Zoran - Mein Neffe der Idiot
Dieser Film ist eine Hommage an den Wein und an das Anbaugebiet Friaul im nördlichen Italien. Leider trinkt die Hauptfigur zu viel des guten Winzerproduktes (egal ob rot oder weiß), was seinem ohnehin bereits reichlich unausstehlichen Charakter nicht gerade zugute kommt. Daher braucht es schon einen besonderen Sinn für Humor, um es witzig zu finden, dass er die Urne einer gerade verstorbenen Tante aus dem fahrenden Auto wirft oder seinen gutmütigen Kumpel Ernesto zum Trinken verführt. Wo dieser doch so stolz darauf war, „seit 96 Tagen trocken“ zu sein.

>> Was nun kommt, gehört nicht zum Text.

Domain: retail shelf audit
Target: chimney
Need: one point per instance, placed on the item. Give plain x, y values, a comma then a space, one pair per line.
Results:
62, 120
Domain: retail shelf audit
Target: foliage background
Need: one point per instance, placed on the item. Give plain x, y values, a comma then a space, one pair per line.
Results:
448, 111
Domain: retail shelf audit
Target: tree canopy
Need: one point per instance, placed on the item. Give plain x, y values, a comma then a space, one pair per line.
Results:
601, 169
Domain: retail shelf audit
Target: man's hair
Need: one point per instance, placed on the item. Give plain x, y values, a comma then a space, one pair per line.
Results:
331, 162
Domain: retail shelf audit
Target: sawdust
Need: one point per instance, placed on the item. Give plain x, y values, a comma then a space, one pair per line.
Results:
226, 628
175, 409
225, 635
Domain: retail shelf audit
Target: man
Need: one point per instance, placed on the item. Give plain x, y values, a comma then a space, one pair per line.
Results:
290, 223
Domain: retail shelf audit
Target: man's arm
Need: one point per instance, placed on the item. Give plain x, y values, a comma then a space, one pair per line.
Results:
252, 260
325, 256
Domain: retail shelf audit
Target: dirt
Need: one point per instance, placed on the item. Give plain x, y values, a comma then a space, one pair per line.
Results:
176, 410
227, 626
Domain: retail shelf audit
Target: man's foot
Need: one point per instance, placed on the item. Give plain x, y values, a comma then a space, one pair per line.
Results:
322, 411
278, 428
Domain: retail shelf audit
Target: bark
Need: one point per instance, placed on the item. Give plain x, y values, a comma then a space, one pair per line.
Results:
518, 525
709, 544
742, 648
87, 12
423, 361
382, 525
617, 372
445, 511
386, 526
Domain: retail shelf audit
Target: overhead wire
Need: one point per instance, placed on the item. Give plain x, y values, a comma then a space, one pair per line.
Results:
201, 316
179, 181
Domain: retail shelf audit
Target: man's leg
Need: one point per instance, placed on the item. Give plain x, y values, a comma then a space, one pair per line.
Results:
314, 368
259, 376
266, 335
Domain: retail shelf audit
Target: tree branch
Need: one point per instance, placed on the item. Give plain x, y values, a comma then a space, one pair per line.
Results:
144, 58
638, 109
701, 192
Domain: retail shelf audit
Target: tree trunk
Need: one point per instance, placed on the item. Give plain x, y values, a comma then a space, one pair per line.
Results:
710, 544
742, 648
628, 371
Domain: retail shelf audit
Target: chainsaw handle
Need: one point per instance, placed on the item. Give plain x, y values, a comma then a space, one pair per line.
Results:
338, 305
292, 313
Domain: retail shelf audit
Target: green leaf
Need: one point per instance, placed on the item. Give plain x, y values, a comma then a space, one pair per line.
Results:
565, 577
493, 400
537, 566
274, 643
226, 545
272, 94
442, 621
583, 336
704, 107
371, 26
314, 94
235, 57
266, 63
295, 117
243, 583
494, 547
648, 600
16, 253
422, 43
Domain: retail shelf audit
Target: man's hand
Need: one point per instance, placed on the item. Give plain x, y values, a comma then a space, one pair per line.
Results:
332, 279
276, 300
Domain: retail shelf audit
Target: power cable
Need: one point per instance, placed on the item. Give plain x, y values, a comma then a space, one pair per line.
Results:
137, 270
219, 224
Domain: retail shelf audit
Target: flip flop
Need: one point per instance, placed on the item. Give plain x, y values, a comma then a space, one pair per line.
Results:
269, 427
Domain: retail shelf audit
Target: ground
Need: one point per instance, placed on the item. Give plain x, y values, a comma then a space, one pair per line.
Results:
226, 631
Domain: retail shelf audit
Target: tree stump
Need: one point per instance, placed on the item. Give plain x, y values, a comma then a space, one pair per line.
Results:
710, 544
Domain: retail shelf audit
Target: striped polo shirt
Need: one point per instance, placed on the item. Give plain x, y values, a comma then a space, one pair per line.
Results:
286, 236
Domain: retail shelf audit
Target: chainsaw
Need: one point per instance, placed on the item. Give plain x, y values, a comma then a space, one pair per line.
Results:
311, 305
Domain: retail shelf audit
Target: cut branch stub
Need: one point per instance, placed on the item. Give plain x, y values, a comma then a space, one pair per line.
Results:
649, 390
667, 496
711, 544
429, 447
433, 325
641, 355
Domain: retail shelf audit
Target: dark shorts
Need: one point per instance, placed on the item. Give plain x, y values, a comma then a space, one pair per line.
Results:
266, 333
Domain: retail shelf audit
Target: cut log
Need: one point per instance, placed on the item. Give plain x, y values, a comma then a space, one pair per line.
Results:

Es ist also klar: Paolo (Giuseppe Battiston) ist ein ziemlich unsympathischer Zeitgenosse: Er arbeitet nur widerwillig in der Cafeteria des örtlichen Altenheims. Wenn ihm dort ein Fehler passiert, schiebt er ihn ungerührt seinem Kollegen Ernesto (Riccardo Maranzana) in die Schuhe. Seine Freizeit verbringt er in der Taverne beim Wein - Trinken ist sein einziges Hobby. Freunde hat er nicht, höchstens entnervte Bekannte, bei denen er sich immer wieder vor der Alkoholkontrolle der Polizei versteckt. Als eine Verwandte stirbt, muss er sich ein paar Tage um seinen 15-jährigen Neffen Zoran (Rok Prasnikar) kümmern. Der ist schrecklich schüchtern, spricht seltsam, zielt aber stets zuverlässig in die Mitte der Dartsscheibe. Paolo hofft, durch ihn zu Reichtum zu kommen und beantragt dauerhaftes Sorgerecht. Zoran erweist sich jedoch als widerspenstig.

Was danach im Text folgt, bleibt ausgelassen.